The S&P 500 is at a new high, and investors have just a handful of stocks to thank for it.
Since the index hit its latest low in October 2022, seven stocks — Alphabet, Amazon, Apple, Meta, Microsoft, Nvidia and Tesla — have collectively risen nearly 117 percent, far outpacing the performance of the other 493 companies in the S&P 500. Together, these stocks have become known as the “Magnificent Seven.”
But it’s not just the stellar price performance of these stocks that helped lift the S&P 500 to a closing record on Friday. The stock index is weighted by market capitalization, meaning the moves of the largest companies contribute more to the performance of the index. In other words, the influence of these seven stocks comes down to their size. Their market value has risen more than 60 percent since October 2022.
The outsize impact of the Magnificent Seven can work both ways. During the later months of 2022, their relatively weak showing dragged the S&P 500 down. Over the last twelve months, their gains have accounted for more than 60 percent of the return in the S&P 500. Tesla remains lower than it was when the S&P hit its trough in October 2022, but over the last twelve months, the company has surged more than 64 percent, responsible for nearly 3 percent of the S&P 500 rally on its own.
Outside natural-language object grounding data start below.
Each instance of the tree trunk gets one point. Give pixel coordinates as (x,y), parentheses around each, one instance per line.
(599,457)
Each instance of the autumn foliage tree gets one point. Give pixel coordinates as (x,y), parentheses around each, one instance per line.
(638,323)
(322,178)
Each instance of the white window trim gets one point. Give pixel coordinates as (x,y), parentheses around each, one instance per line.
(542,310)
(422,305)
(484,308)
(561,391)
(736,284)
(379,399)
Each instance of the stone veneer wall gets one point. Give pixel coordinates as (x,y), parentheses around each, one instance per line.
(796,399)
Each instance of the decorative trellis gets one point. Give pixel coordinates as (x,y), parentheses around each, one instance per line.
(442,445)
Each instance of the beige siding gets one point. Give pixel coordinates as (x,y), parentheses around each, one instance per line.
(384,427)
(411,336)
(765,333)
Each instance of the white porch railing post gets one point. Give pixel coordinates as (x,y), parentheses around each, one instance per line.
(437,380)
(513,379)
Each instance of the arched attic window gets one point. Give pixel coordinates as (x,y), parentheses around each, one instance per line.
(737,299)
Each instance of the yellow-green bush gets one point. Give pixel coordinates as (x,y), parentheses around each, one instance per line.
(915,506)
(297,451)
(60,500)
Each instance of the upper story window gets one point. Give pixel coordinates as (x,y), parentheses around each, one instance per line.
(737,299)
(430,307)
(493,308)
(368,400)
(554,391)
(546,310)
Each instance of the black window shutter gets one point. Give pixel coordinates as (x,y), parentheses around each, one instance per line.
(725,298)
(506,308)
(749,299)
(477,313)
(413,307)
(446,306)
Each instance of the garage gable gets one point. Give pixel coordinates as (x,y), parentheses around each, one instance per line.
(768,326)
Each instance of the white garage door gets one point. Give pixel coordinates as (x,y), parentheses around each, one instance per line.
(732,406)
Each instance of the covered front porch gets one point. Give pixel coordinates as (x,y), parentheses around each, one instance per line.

Indeed, based on price alone, the seven big tech stocks were not the best performing in the S&P 500. Royal Caribbean, the cruise line, rose 212 percent, for example, and General Electric has risen over 160 percent since October 2022. However, these companies hold less weight in the index because they are much smaller, and each is responsible for less than 1 percent of the index’s move since then.
And some of the Magnificent Seven have done better than others. Nvidia, the chipmaker, rose a startling 417 percent, while Amazon gained just 38 percent. Microsoft has risen about 79 percent since the S&P’s low, but because it’s the largest stock in the index, its move still outweighed Meta’s 198 percent gain over the same period.
Understanding the dominance of Big Tech on the S&P 500 is important for understanding the signal the index is sending about the market, companies and the economy. A rising S&P 500 is usually seen as a good thing, but when an index is led higher by just a small number of companies, it can mask turbulence beneath the surface. In other words, the index can rise even when a majority of companies fall.
This has always been the case. In the 1980s, companies like IBM, Exxon and General Electric dominated, but never quite to the degree that the new breed of tech behemoths has in recent years.
Last March, a crisis among the nation’s banks sent many individual stock prices tumbling. But the S&P 500 finished the month 3 percent higher, largely because of the furor surrounding advancements in artificial intelligence and what they could mean for the tech giants’ profitability.
This dynamic has begun to subside in recent months, as more companies have joined the rally. More than half the companies in the index are higher than they were when the S&P reached its previous peak in January 2022.
Some analysts say this is a sign that the rally has more room to run as those stocks that have lagged behind begin to catch up, bolstered by greater optimism over the outlook for the economy.
Others warn that it may simply be the rise before a fall, especially as the economy continues to slow, weighing on those same companies.